I spent my childhood in the 21st North Ward, Salt Lake Emigration Stake. There was a scripture printed on the back of every program. I confess, I spent many a sacrament meeting doodling on the back of the program and coloring in the o’s and p’s with a pen. But to this day, I still remember the scripture on the back cover. It was Doctrine and Covenants 59:9:
And that thou mayest more fully keep thyself unspotted from the world, thou shalt go to the house of prayer and offer up thy sacraments upon my holy day.
“Thou shalt go” reminded me that partaking of the sacrament was a commandment. And one of the reasons, was to keep yourself “unspotted” from the world. This idea of avoiding the stains of the world reminds me of other verses of scripture which speak of being “spotless” or “without spot.”
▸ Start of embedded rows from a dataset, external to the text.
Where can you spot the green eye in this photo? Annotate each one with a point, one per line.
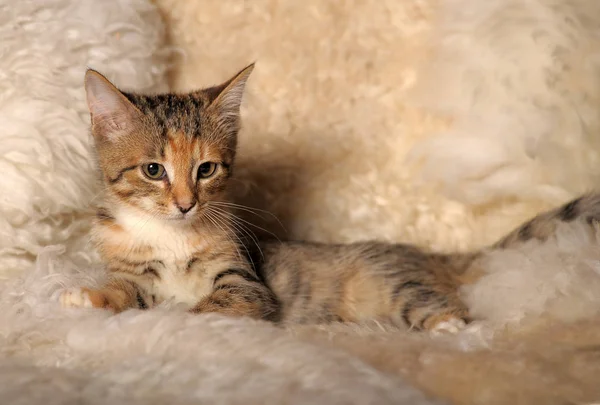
(154, 171)
(206, 169)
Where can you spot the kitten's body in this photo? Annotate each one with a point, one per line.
(164, 232)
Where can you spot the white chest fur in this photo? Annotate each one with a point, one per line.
(169, 241)
(173, 245)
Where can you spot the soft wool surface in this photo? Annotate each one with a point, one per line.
(443, 123)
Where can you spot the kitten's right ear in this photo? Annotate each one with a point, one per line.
(112, 113)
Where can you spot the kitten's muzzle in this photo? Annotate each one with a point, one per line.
(185, 207)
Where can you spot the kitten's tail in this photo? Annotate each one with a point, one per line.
(542, 226)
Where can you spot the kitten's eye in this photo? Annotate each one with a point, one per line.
(206, 170)
(154, 171)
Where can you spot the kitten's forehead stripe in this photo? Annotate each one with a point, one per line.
(181, 112)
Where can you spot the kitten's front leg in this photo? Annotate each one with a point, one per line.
(238, 292)
(117, 295)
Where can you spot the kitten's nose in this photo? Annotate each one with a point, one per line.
(185, 206)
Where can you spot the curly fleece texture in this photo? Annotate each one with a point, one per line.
(443, 123)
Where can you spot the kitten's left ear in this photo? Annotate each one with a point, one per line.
(226, 99)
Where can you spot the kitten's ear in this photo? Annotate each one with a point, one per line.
(226, 99)
(112, 113)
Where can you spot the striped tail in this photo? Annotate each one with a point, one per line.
(544, 225)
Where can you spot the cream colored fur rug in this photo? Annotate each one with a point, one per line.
(443, 123)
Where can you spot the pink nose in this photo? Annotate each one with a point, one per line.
(185, 206)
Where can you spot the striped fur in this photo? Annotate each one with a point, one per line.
(159, 237)
(171, 238)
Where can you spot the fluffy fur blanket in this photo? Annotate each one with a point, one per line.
(442, 123)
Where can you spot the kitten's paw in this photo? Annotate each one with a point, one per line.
(76, 298)
(451, 325)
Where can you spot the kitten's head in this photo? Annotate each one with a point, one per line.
(167, 154)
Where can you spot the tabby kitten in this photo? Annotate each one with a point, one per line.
(164, 160)
(164, 233)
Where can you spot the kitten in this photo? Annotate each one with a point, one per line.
(398, 283)
(164, 233)
(165, 162)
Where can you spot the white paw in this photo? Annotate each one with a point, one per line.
(75, 298)
(453, 326)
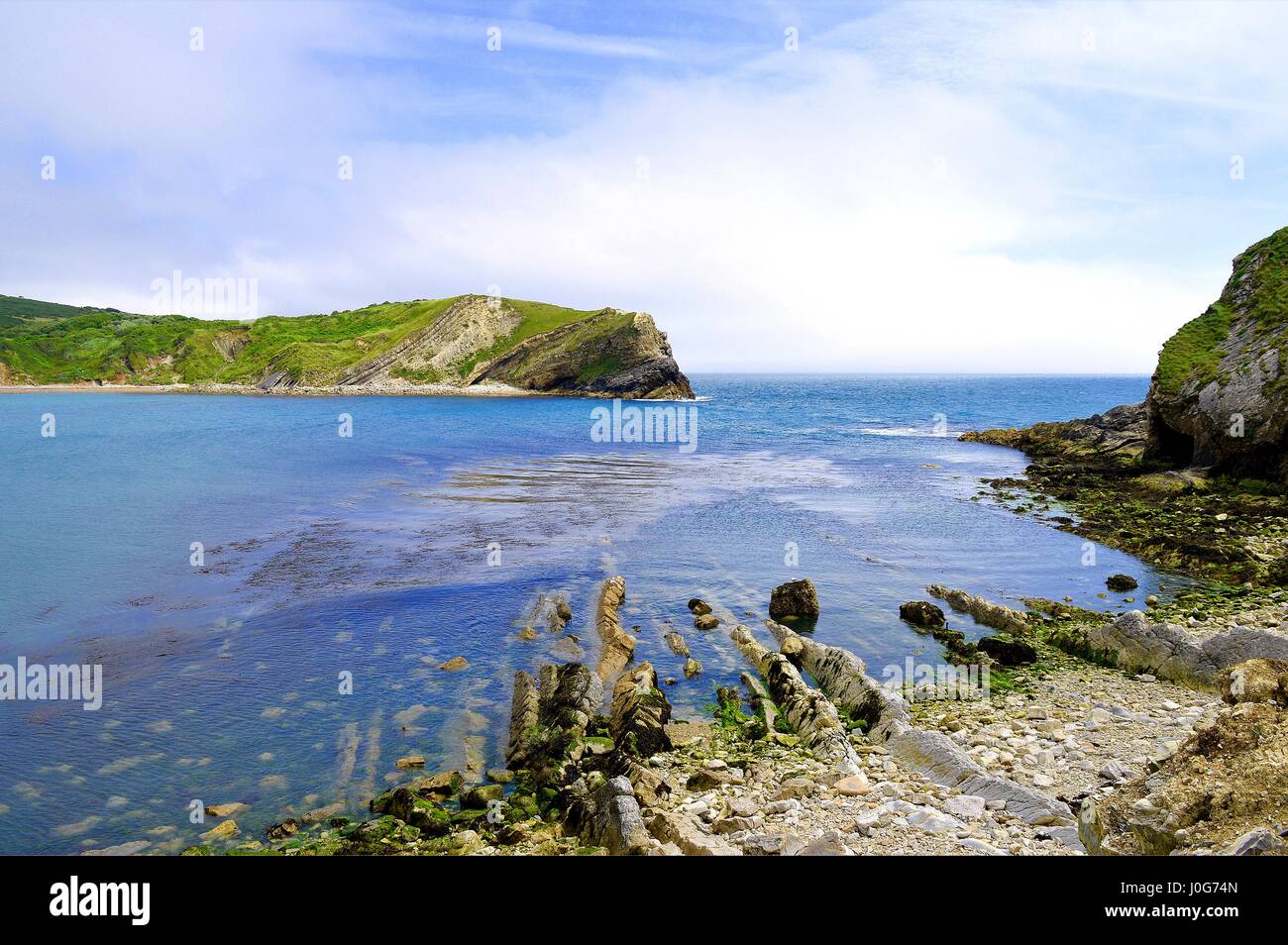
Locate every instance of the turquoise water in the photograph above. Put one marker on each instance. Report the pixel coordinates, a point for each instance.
(428, 535)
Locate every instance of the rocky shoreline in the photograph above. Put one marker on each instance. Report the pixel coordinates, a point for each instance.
(814, 757)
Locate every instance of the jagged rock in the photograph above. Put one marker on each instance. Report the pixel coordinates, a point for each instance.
(791, 648)
(678, 829)
(844, 678)
(996, 615)
(287, 828)
(1225, 781)
(794, 600)
(568, 695)
(549, 716)
(761, 703)
(1218, 396)
(438, 786)
(224, 829)
(643, 366)
(809, 711)
(1256, 680)
(480, 797)
(421, 812)
(617, 647)
(1116, 439)
(921, 613)
(651, 788)
(1260, 841)
(1121, 582)
(1172, 653)
(1008, 651)
(609, 816)
(523, 716)
(640, 712)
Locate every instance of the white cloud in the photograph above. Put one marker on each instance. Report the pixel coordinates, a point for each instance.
(930, 189)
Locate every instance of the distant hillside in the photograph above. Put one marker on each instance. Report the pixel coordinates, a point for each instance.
(460, 342)
(16, 310)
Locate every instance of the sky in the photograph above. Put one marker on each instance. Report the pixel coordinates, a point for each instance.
(944, 187)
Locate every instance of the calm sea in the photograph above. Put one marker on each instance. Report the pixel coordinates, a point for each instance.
(429, 533)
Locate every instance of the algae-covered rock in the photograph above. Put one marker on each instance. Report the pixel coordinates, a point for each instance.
(921, 613)
(797, 600)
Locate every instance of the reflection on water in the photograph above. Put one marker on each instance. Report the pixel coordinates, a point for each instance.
(437, 537)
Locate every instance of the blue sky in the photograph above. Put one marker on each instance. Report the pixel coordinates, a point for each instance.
(912, 187)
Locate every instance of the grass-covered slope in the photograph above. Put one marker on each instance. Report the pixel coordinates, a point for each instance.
(1256, 297)
(425, 342)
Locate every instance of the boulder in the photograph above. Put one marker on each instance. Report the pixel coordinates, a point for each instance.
(797, 600)
(677, 644)
(1008, 651)
(1256, 680)
(921, 613)
(1172, 653)
(986, 612)
(608, 816)
(1120, 583)
(1223, 783)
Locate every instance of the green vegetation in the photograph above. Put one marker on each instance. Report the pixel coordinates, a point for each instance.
(1257, 290)
(537, 319)
(46, 343)
(1193, 351)
(1261, 277)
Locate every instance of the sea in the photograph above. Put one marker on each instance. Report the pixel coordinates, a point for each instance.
(269, 586)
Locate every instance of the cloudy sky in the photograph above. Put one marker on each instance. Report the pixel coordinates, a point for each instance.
(824, 187)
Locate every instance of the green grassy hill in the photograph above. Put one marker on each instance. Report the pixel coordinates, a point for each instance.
(423, 342)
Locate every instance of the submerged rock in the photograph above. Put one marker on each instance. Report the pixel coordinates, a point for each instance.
(1008, 651)
(794, 600)
(921, 613)
(640, 712)
(1121, 582)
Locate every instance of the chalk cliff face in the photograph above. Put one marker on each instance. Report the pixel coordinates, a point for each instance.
(610, 355)
(438, 345)
(1219, 396)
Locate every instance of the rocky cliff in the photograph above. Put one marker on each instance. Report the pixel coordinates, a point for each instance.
(437, 345)
(1219, 398)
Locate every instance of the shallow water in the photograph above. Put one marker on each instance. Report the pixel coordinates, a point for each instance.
(428, 535)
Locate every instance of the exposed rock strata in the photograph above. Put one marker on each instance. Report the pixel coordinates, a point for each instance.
(617, 647)
(807, 709)
(1175, 653)
(842, 677)
(986, 612)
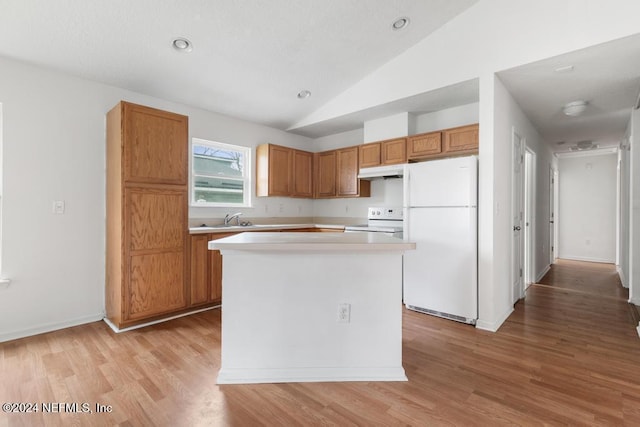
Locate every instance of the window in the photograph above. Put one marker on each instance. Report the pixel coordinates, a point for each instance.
(220, 174)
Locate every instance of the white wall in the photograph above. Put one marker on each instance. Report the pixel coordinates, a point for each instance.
(587, 211)
(634, 215)
(624, 241)
(394, 126)
(447, 118)
(54, 149)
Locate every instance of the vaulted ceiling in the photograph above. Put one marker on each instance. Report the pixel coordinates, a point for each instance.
(250, 58)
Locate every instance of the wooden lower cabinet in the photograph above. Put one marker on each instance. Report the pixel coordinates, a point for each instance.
(156, 285)
(205, 270)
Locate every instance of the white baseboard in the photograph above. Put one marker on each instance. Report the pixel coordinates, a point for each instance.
(544, 271)
(312, 374)
(623, 278)
(142, 325)
(587, 259)
(50, 327)
(493, 326)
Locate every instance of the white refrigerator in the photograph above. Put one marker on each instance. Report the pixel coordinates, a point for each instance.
(441, 211)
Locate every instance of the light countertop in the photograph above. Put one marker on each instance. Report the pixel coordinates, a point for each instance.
(284, 241)
(258, 227)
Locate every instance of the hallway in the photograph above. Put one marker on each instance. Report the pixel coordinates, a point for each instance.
(587, 277)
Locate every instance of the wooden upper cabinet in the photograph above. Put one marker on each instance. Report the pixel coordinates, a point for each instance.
(461, 140)
(273, 170)
(394, 151)
(325, 174)
(302, 185)
(370, 155)
(157, 145)
(156, 219)
(424, 145)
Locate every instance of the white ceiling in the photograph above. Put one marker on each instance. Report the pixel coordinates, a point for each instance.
(250, 57)
(607, 76)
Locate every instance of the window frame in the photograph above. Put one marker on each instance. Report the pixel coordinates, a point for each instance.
(246, 174)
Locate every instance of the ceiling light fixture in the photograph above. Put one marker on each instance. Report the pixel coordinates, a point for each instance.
(574, 108)
(565, 69)
(400, 23)
(182, 45)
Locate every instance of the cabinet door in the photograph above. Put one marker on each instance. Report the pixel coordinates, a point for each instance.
(370, 155)
(156, 284)
(155, 243)
(461, 140)
(424, 145)
(200, 266)
(215, 279)
(394, 151)
(347, 165)
(302, 174)
(156, 146)
(325, 174)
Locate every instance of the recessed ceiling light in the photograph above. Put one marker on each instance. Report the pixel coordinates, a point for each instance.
(400, 23)
(574, 108)
(565, 69)
(182, 45)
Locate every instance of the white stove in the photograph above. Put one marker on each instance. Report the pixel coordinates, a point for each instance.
(387, 220)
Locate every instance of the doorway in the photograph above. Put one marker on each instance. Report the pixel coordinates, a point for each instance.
(529, 217)
(517, 216)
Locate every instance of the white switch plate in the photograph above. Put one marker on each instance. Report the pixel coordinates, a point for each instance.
(344, 313)
(58, 207)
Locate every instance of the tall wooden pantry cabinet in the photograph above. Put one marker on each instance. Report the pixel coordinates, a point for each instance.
(147, 217)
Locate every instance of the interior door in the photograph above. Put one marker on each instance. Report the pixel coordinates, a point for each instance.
(517, 249)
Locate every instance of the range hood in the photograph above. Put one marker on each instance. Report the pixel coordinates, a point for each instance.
(390, 171)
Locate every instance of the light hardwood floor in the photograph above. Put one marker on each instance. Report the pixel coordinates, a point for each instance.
(564, 357)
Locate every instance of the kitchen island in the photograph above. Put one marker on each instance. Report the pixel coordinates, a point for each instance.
(301, 307)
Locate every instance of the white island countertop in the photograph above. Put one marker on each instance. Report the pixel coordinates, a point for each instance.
(311, 241)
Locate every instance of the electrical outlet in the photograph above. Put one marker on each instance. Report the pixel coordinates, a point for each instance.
(344, 313)
(58, 207)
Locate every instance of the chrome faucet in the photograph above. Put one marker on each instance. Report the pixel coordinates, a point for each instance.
(228, 218)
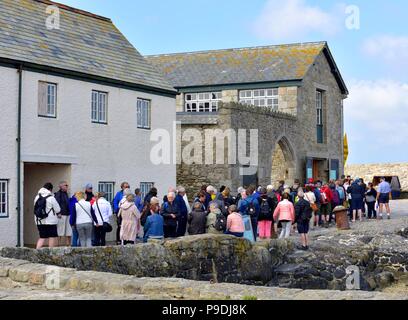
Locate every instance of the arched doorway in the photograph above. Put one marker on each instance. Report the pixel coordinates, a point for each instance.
(283, 162)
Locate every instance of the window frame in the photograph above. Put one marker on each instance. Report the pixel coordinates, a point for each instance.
(141, 116)
(143, 191)
(319, 117)
(47, 100)
(4, 183)
(260, 98)
(104, 184)
(205, 102)
(96, 107)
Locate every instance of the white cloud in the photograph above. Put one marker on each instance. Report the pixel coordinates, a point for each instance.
(376, 111)
(387, 48)
(285, 20)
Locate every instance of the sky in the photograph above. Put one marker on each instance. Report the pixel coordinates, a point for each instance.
(368, 39)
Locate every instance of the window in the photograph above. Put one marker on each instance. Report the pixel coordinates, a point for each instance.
(260, 98)
(202, 102)
(99, 107)
(3, 198)
(319, 112)
(47, 100)
(143, 114)
(145, 188)
(108, 188)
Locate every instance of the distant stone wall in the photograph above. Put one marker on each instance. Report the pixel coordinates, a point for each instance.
(369, 171)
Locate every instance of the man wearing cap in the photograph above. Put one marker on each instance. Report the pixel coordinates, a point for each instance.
(153, 229)
(383, 197)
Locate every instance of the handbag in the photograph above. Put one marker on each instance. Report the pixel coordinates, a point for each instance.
(106, 226)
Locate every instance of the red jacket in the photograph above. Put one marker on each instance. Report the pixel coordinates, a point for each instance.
(329, 194)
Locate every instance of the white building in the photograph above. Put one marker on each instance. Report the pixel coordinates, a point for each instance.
(78, 103)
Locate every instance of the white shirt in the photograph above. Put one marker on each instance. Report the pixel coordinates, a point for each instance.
(82, 215)
(310, 197)
(105, 211)
(52, 208)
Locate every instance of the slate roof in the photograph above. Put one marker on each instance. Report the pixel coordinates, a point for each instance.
(238, 66)
(85, 43)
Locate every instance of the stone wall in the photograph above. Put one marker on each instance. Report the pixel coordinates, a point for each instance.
(369, 171)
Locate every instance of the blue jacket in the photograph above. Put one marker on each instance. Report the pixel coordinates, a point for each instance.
(116, 200)
(181, 205)
(244, 207)
(169, 209)
(139, 203)
(153, 227)
(72, 217)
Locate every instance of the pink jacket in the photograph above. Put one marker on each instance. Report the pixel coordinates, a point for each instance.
(284, 211)
(235, 223)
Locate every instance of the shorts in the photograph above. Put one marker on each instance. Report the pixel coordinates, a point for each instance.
(48, 231)
(357, 204)
(64, 228)
(303, 227)
(384, 198)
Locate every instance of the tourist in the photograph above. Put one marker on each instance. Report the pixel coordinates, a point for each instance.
(357, 193)
(75, 237)
(103, 213)
(303, 214)
(225, 199)
(197, 220)
(181, 204)
(130, 217)
(201, 198)
(64, 228)
(384, 195)
(235, 223)
(154, 226)
(212, 216)
(83, 218)
(285, 215)
(171, 214)
(138, 200)
(118, 198)
(89, 196)
(325, 204)
(265, 219)
(310, 197)
(151, 194)
(249, 206)
(45, 203)
(371, 198)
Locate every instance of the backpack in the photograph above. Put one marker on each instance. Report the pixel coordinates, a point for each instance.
(336, 198)
(40, 207)
(266, 212)
(220, 222)
(251, 209)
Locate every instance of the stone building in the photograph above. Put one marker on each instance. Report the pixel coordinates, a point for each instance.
(78, 103)
(292, 94)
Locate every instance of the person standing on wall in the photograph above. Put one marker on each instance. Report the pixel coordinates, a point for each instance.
(171, 214)
(64, 228)
(46, 209)
(103, 213)
(384, 195)
(83, 218)
(371, 198)
(118, 197)
(181, 204)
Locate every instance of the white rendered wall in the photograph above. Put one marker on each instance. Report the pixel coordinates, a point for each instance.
(115, 152)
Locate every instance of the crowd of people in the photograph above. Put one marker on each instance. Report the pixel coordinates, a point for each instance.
(85, 218)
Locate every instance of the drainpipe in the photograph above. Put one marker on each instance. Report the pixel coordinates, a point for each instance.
(20, 94)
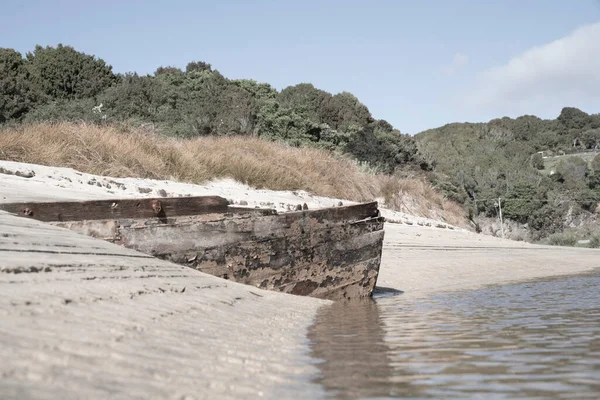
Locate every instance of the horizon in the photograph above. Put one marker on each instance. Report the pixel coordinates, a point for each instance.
(461, 66)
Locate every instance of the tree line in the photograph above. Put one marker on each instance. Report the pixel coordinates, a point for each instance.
(471, 163)
(477, 163)
(60, 83)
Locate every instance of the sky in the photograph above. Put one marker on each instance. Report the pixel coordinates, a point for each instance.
(417, 64)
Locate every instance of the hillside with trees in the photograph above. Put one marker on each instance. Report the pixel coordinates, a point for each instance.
(477, 164)
(63, 84)
(506, 162)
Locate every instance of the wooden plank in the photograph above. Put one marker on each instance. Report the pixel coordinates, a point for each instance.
(160, 208)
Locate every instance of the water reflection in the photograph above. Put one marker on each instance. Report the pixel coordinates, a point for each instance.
(532, 340)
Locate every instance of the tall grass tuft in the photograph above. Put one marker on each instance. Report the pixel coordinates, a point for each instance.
(124, 152)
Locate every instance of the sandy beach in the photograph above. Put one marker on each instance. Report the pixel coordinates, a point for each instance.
(85, 318)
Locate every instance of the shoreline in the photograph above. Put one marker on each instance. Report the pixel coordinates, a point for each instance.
(87, 316)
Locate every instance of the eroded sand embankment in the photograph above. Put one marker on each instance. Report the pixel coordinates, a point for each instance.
(82, 318)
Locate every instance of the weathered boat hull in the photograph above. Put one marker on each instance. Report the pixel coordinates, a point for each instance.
(331, 253)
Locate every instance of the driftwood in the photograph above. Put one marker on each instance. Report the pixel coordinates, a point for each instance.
(328, 253)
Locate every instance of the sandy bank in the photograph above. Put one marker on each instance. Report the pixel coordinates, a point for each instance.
(421, 261)
(84, 318)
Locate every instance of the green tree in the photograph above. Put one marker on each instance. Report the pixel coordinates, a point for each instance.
(537, 161)
(573, 171)
(343, 112)
(305, 100)
(16, 94)
(64, 73)
(197, 66)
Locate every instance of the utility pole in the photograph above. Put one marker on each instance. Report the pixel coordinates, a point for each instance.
(501, 223)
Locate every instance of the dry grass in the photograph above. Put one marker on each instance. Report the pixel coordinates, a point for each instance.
(118, 152)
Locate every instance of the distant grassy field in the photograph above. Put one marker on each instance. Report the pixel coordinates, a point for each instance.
(550, 163)
(120, 152)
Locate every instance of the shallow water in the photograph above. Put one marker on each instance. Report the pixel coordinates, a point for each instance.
(534, 340)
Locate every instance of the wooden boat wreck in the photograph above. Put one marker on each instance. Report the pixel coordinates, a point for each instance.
(331, 253)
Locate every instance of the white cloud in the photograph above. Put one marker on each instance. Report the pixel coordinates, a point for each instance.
(565, 72)
(459, 61)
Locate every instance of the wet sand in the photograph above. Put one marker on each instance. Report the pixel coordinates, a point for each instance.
(421, 261)
(82, 318)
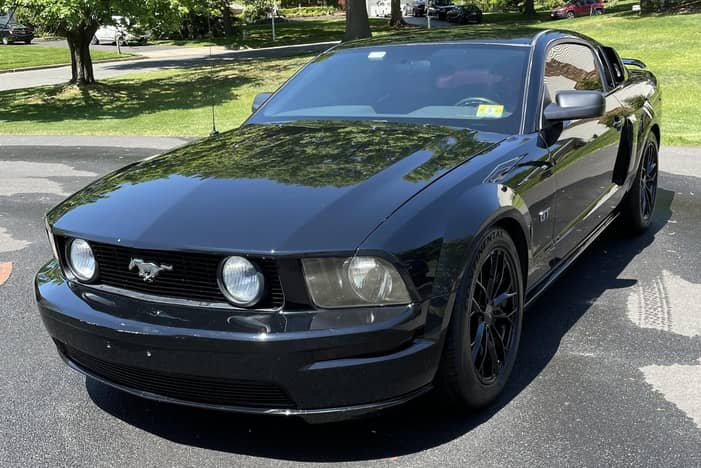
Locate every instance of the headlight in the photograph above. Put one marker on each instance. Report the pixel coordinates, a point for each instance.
(81, 260)
(241, 281)
(351, 282)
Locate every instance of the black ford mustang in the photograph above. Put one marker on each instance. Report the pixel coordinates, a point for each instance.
(360, 239)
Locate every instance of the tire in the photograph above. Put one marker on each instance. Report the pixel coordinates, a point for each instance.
(638, 206)
(463, 380)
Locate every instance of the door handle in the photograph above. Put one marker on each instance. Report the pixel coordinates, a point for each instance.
(618, 122)
(547, 164)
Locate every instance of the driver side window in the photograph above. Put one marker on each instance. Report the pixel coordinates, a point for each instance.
(570, 67)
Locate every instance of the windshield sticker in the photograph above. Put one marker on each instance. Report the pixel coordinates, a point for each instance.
(490, 111)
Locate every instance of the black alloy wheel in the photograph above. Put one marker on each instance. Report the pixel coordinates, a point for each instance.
(485, 328)
(638, 206)
(648, 181)
(492, 311)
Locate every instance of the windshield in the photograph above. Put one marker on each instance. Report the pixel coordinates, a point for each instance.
(472, 86)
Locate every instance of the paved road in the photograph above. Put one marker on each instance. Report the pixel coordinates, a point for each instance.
(158, 60)
(609, 373)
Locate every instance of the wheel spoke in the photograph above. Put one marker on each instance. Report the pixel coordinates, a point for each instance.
(502, 298)
(492, 350)
(648, 202)
(499, 341)
(651, 170)
(492, 273)
(483, 288)
(477, 308)
(479, 337)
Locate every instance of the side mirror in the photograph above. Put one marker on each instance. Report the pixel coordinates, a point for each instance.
(571, 105)
(634, 62)
(259, 100)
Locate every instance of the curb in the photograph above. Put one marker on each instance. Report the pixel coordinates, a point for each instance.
(96, 141)
(59, 65)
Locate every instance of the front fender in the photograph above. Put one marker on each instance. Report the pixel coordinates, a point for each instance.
(433, 237)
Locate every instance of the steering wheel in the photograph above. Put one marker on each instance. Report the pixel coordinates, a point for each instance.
(475, 101)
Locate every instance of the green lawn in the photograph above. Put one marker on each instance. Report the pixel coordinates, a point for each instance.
(177, 102)
(22, 55)
(288, 32)
(171, 102)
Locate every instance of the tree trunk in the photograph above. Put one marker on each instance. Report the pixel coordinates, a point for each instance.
(81, 62)
(357, 22)
(396, 18)
(226, 20)
(529, 8)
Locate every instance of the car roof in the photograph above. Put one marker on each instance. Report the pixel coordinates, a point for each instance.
(515, 35)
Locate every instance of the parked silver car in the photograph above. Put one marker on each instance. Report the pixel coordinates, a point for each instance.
(122, 31)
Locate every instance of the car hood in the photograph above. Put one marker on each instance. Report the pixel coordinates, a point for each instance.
(313, 186)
A spot is a blemish, a stain, or a mark that isn’t supposed to be there. Throughout the Old Testament the children of Israel were commanded to offer up sacrifices using animals “without spot” (Numbers 28:3). Why? Because the animal sacrifices foreshadowed the sacrifice of Jesus, who was sinless and perfect and without spot. Happily, because Jesus shed His blood in Gethsemane and Golgotha, because of the miracle of the Atonement, we can also become clean and pure and without spot. The Apostle James taught that part of pure religion was to keep oneself “unspotted from the world”(James 1:27). Toward the end of Nephi’s record, he mentioned that he would meet many souls at the judgment seat of Christ. But a closer reading reveals that Nephi was referring to more than just a nice heavenly reunion. Notice the extra word—Nephi hoped to meet “many souls spotless at his judgment seat” (2 Nephi 33:7; emphasis added). Through Christ, we can become holy, without spot (excerpt from Sermons in a Sentence, 35).
The title page and the last page (Moroni 10:33) of the Book of Mormon also speak of being “without spot” and “spotless.” We are all grateful for the atonement of Jesus Christ, which acts as a cleanser and “spot remover” for all of us. “Though your sins be as scarlet, they shall be white as snow, though they be as crimson, they shall be as wool” (Isaiah 1:18).